Algı Oyunu: Dünyanın pek çok devleti birbiri ardına “Filistin Devleti”ni tanıyor ama Gazze’den bahsetmiyor. Tanınan, sınırları belirsiz bir devlet; görmezden gelinen, bombaların altında yaşayan gerçek halk.
Görmediğimiz Noktalar
Sessizlik: Müslüman ülkelerin büyük kısmı bu plana sessiz kalıyor; sesi çıkanlar ise çoğunlukla medyayı kullanarak halklarını farklı düşünmeye yönlendiriyor.

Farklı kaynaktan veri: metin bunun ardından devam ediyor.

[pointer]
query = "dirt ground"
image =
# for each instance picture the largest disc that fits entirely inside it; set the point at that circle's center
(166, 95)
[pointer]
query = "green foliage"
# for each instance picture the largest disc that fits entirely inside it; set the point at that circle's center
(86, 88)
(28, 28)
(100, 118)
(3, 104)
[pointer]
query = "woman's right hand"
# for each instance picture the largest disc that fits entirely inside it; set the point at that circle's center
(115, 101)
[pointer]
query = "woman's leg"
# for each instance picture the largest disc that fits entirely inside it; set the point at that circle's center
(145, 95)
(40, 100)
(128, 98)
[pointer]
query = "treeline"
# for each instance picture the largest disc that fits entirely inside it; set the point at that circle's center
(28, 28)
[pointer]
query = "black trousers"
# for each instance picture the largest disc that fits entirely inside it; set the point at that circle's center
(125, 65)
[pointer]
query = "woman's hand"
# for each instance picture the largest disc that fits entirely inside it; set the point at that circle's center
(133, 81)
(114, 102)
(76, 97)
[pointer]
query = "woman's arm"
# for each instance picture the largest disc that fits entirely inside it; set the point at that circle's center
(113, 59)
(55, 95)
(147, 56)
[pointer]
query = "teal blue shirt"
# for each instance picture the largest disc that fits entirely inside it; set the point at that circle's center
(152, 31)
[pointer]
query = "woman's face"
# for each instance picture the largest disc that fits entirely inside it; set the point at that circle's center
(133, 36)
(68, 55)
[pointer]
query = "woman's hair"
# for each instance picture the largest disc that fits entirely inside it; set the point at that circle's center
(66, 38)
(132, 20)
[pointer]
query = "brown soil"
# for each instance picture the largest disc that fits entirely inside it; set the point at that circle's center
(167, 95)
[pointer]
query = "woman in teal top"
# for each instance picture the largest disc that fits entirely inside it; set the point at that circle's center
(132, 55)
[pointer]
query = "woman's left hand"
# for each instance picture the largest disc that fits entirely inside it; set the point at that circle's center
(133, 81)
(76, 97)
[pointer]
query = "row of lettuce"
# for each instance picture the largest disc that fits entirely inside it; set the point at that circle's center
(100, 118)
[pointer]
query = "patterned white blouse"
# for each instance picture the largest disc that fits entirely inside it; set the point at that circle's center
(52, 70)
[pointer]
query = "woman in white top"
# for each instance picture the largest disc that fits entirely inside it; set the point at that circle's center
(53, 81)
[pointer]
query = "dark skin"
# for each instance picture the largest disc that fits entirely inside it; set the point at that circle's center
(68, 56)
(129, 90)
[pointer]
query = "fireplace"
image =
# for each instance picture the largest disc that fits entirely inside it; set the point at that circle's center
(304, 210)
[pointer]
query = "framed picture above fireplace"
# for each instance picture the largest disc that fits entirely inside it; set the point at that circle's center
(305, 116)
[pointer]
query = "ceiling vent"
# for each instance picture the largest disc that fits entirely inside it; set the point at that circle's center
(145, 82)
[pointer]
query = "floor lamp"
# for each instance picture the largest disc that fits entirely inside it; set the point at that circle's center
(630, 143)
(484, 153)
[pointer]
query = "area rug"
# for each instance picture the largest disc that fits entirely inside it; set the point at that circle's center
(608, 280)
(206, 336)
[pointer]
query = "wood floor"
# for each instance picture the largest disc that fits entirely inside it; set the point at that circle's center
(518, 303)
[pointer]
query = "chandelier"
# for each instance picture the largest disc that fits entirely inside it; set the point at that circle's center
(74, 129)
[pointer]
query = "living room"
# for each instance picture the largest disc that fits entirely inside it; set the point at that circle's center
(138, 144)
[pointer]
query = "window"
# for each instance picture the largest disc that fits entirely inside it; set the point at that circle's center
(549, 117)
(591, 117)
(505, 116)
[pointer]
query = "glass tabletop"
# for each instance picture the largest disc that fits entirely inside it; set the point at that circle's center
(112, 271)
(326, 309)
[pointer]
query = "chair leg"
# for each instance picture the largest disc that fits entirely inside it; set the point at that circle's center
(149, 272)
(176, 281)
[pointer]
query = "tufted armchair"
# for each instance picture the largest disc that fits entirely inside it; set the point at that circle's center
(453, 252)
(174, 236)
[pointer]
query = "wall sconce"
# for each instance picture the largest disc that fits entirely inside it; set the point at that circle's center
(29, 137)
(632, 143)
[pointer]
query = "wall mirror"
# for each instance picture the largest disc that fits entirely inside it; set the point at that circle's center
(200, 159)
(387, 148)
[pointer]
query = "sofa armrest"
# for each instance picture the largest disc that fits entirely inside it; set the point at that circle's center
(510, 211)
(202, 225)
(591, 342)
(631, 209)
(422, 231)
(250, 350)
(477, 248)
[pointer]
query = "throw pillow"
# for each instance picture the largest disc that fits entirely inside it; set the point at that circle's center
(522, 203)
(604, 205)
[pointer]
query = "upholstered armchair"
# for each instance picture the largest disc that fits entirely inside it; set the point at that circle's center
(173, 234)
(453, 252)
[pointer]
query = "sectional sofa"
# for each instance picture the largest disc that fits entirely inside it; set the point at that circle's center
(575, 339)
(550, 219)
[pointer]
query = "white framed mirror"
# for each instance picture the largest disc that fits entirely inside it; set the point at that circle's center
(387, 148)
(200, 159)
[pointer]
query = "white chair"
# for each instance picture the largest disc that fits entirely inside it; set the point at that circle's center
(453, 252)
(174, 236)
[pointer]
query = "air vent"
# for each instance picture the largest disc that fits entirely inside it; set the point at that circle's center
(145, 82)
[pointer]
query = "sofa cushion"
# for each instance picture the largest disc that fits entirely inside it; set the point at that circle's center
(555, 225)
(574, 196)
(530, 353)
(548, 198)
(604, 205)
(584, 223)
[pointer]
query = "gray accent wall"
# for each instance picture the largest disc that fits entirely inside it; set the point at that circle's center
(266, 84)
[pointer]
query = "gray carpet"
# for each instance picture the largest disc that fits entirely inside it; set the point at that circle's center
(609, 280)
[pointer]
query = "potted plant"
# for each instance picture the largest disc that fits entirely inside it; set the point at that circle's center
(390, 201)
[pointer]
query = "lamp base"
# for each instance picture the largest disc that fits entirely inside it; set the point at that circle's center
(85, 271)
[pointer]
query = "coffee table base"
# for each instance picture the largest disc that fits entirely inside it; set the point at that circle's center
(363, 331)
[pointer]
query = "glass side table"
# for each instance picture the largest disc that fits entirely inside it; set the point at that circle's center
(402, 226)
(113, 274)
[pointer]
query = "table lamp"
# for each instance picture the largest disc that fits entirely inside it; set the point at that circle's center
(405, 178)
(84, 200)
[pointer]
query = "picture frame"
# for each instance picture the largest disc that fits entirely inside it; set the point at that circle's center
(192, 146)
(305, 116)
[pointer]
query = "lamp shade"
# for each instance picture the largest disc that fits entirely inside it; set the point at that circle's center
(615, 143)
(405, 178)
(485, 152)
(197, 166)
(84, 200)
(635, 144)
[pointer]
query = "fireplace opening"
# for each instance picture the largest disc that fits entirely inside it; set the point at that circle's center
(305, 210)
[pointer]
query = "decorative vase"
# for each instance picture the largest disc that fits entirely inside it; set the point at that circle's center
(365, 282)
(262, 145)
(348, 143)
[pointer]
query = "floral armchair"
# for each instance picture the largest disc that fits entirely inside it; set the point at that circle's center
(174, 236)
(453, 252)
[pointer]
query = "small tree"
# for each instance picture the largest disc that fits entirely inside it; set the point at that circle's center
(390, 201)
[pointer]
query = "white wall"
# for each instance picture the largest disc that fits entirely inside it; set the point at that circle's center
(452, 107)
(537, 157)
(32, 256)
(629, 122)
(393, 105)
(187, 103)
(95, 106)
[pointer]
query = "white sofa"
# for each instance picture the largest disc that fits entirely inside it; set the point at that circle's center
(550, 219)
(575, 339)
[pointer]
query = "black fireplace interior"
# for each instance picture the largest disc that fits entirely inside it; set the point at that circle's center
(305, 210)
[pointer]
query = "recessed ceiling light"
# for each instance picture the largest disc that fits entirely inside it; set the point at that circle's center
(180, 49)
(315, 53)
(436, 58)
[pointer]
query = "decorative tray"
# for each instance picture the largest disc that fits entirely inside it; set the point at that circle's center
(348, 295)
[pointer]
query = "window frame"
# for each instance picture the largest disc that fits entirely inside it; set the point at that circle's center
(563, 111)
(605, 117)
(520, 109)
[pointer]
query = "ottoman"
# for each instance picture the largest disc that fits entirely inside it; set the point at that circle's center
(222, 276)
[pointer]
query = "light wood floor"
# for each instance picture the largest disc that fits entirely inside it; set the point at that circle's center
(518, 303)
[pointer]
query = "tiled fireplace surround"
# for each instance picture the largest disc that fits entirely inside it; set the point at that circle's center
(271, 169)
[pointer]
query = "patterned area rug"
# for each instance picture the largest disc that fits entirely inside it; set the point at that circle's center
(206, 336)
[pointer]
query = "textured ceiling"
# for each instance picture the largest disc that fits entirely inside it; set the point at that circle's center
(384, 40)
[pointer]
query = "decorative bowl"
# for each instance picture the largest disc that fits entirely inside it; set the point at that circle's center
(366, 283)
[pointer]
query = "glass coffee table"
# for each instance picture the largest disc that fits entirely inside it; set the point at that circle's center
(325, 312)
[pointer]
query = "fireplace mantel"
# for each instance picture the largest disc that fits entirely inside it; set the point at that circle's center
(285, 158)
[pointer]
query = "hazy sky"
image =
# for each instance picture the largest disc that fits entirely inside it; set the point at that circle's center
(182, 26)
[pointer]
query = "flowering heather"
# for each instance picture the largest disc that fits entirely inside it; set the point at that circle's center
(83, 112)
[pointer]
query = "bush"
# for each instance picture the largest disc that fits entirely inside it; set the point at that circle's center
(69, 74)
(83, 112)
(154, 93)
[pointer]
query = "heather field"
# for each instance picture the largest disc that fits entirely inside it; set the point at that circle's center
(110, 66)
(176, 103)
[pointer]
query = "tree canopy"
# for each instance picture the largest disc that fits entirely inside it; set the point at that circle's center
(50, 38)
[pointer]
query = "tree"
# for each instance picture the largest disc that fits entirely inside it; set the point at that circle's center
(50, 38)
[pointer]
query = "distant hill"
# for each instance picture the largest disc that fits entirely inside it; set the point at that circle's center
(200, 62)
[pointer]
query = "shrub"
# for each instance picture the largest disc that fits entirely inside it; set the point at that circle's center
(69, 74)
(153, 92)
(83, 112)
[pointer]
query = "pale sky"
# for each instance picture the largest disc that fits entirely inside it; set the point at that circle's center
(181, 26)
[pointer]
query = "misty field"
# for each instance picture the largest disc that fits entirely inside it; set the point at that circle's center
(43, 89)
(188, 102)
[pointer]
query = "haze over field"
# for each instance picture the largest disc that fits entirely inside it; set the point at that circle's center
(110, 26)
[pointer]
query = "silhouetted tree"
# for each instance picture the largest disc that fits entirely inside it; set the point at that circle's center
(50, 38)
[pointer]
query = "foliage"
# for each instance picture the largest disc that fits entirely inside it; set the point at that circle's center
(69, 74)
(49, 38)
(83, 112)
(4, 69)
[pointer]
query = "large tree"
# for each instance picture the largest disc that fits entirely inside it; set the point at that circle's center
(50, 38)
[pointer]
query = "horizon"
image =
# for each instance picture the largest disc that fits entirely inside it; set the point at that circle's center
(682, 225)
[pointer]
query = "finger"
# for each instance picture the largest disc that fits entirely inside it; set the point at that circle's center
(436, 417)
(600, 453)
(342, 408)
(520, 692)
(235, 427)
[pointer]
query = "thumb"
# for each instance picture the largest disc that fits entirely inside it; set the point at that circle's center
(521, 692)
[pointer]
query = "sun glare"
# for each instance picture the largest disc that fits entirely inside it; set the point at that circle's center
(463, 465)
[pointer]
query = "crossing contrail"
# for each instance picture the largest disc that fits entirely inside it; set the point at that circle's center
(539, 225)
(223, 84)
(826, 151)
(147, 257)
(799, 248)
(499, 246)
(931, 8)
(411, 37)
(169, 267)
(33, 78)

Kaostan Düzen: İki yıldır süren savaş, milyonların hayatını yıktı. Şimdi aynı güçler, “kaosun ardından düzen” getiriyormuş gibi sahneye çıkıyor. Oysa kaosu başlatan mekanizma yine onların eliyle çalışmıştı.
Bastırılan Sesler: Gazze’deki sivillerin, yerel gazetecilerin, bağımsız araştırmacıların itirazları duyulmuyor. Manşetlerde yalnızca liderlerin sözleri var.
Asıl Soru
Barış planı diye sunulan şey, gerçekten halkın özgürlüğünü mü getiriyor, yoksa yeni bir vesayet düzenini mi kuruyor?
Gazze’nin geleceği neden Washington’un ve Tel Aviv’in masalarında çiziliyor?
Neden barış denince hep “silahları verenler” konuşuyor, silahların hedefinde olan halk değil?
👉 Sonuç: Trump’ın Gazze planı, umut manşetleriyle pazarlanıyor. Ama satır aralarında okunan, Filistin’in değil küresel siyasetin çıkarlarının güvence altına alınması. Bugün “çekilme” deniyor, ama aslında Gazze bir kez daha gözetim ve kontrol düzenine mahkûm ediliyor.